Money managers are getting out of Treasuries maturing closest to the debt-ceiling deadline and buying longer-maturity bills, yields indicate. One-month rates touched 0.19 percent today, matching a 45-month high reached in November 2012, while the rate on three-month bills traded at 0.02 percent. The inversion of the spread was the biggest since September 2008.
“If you have one of these things and it’s maturing in the middle of October, at the end of October, you really don’t know what’s going to happen,” said Robert Tipp, chief investment strategist in Newark, New Jersey, for Prudential Financial Inc.’s fixed-income division, which oversees $395 billion in bonds. “That’s a far cry from riskless storehouse of nominal U.S. dollar value with unquestioned credit quality and 24-hour liquidity.”
The U.S. will auction $30 billion of three-year notes on Oct. 8, $21 billion of 10-year debt on Oct. 9 and $13 billion of 30-year bonds on Oct. 10.

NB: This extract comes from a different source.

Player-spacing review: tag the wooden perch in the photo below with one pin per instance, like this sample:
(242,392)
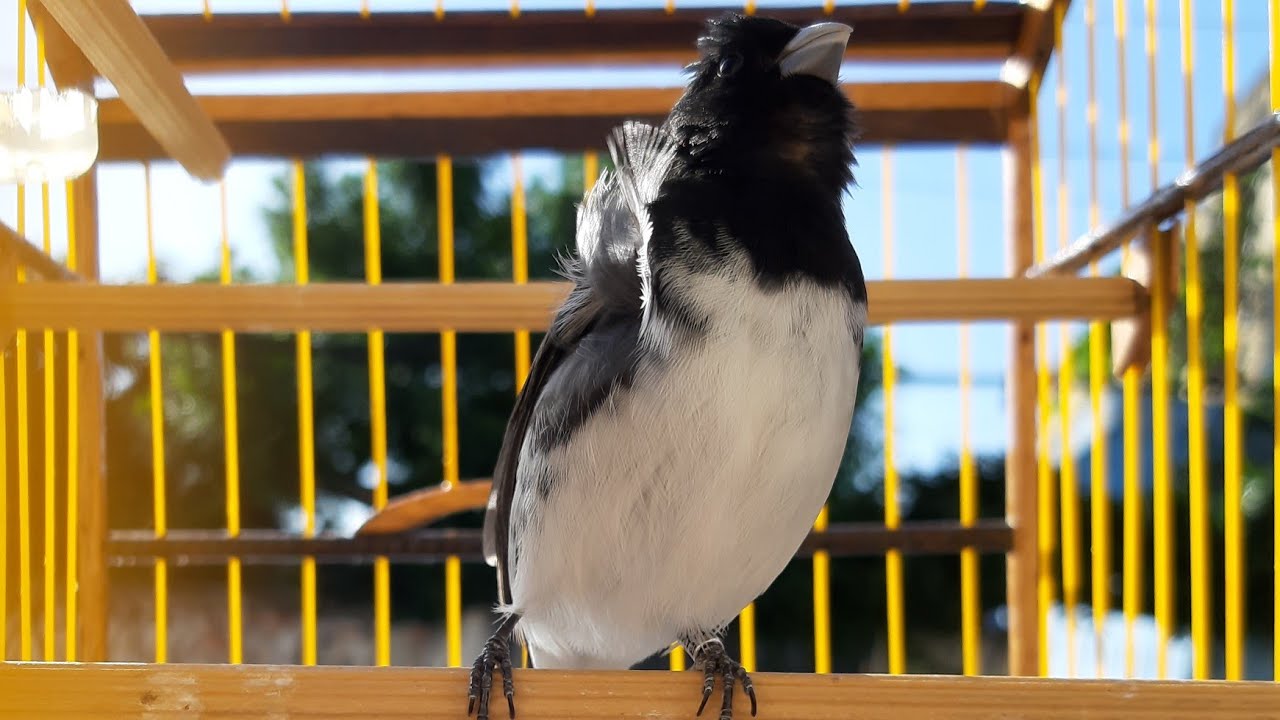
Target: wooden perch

House Republicans are divided between those who insist on confrontation over the 2010 health-care law, President Barack Obama’s signature legislative achievement, and those who say they would support Senate Democrats’ spending bill. That measure would end the shutdown without conditions attached. Boehner told reporters today the way to reopen the government is for Democrats to negotiate and accept changes to the health law.
The House speaker has been telling fellow Republicans he won’t allow the U.S. to default on its debt, even if that requires Democratic votes, according to two Republican congressional aides. Party leaders were trying to package other Republican priorities with an increase of the $16.7 trillion debt-ceiling for a vote as soon as next week. The House will remain in session for a second straight weekend.
The “catastrophic” consequences of a default should the U.S. not raise the debt limit could lower investment and slower growth and may last for more than a generation, the Treasury Department said yesterday in a report.
Credit-default swaps insuring against losses on U.S. Treasuries almost doubled this week as the deadline for raising the nation’s $16.7 trillion debt limit approaches. The cost of one-year contracts jumped to 62 basis points from 33 basis points, according to date provider CMA, with the four-day partial government shutdown showing no sign of ending.
Trade volumes are also climbing, with swaps on Treasuries the 15th most active of 1,000 entities tracked by the Depository Trust & Clearing Corp. in the week through Sept. 27, up from 147th the previous period.
If the debt ceiling is reached, the Securities Industry and Financial Markets Association expects the Treasury will do day-to-day maturity extensions for securities and can’t redeem and coupon payments it can’t make, Rob Toomey, a trade-group official, said on a conference call.
The alternative to raising the debt limit “would be too awful to contemplate,” said Mohamed El-Erian, chief executive and co-chief investment officer at Pacific Investment Management Co., the world’s biggest manager of bond mutual funds. Most investors think a default will be avoided, he said on Bloomberg Television’s “In the Loop” with Betty Liu.
“If the debt ceiling gets taken hostage by politicians, you will see a much different reaction,” El-Erian said from Pimco’s headquarters in Newport Beach, California. “The market expects as we get closer to Oct. 17 some realism will start occurring on Capitol Hill and politicians will avoid what potentially could be quite catastrophic both for the U.S. and the global economy.”
The Bloomberg U.S. Treasury Bond Index is little changed this month, after gaining 0.9 percent in September, which was the first increase since April. It has lost 2.4 percent this year, compared with a 2.7 percent drop in the Bloomberg Global Developed Sovereign Bond Index.